For the week ending Sunday (June 28), used sales for franchised dealers were 12% stronger than what pre-pandemic forecasts called for. This performance followed gains of 17% for the week ending June 21, 23% the week ending June 14 and 14% the week ending June 7.

“The strong demand for used vehicles is consistent with prior periods of challenging economic conditions,” J.D. Power said in its report. “Additionally, reduced incentives on new vehicles drove up monthly payments, which further bolstered demand for the affordability of used vehicles.”

In an analysis last week, TrueCar subsidiary ALG was projecting that June’s used-car sales, while still much softer than year-ago levels, would climb 16% month-over-month.

And conditions could improve further in pre-owned, with additional supply on the horizon, financing deals and attractive prices.

Plus, the initially heavier impact on used from COVID-19 compared to new may “reverse itself,” says ALG chief industry analyst Eric Lyman.

Overall, ALG was projecting 2,719,074 used-vehicle sales for June. That’s a 20% decline from June 2019 but a 16% uptick from May.

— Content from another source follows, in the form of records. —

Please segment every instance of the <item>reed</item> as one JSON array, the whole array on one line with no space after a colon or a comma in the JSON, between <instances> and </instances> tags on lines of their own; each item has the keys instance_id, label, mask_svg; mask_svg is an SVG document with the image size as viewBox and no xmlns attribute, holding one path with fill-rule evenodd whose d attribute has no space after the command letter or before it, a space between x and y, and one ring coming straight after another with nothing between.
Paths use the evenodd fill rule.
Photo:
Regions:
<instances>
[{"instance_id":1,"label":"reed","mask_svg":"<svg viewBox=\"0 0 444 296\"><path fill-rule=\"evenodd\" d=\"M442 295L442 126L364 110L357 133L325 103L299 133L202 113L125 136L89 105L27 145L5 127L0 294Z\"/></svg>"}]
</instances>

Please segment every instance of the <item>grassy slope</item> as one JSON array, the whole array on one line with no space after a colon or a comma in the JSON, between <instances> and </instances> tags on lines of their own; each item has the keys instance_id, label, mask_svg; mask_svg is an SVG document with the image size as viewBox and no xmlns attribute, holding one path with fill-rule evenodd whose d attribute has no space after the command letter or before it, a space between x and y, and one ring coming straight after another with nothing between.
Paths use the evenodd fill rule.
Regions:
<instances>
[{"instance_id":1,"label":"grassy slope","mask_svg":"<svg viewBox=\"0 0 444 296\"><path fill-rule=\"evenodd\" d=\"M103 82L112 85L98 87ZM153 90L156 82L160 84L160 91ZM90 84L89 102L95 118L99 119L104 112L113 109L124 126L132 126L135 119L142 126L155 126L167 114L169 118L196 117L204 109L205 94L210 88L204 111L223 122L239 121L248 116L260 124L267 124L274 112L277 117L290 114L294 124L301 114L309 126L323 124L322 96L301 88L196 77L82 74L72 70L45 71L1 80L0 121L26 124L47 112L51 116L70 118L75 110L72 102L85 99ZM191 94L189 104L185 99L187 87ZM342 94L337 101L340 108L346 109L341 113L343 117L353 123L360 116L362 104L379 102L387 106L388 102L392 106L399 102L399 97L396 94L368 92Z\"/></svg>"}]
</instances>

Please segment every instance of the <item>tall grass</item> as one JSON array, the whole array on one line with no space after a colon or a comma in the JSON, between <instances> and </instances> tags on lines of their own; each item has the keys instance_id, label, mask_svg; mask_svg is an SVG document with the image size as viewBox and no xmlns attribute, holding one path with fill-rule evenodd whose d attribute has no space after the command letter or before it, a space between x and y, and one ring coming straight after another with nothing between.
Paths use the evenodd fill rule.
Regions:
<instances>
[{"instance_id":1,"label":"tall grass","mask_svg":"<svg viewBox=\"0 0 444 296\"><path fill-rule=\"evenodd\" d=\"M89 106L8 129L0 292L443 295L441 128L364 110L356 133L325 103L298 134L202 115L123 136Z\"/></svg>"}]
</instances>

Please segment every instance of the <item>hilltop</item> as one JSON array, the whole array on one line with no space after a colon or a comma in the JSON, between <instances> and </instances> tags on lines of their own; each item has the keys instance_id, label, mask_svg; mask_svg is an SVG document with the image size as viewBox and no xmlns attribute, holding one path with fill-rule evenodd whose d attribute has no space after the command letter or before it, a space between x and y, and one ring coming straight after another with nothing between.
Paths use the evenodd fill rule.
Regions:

“While used-vehicle sales were initially hit harder than new vehicles due to COVID-19 impact, we expect that trend to reverse itself now due to new car inventory shortfalls.

“Used-vehicle inventory is always much larger than new and lease returns have been picking back up, adding a flood of 2- to 3-year-old vehicles back into the used market,” Lyman said.

“Additionally, there’s attractive financing and lower price points which are all helping spur increased demand in the used-vehicle market.”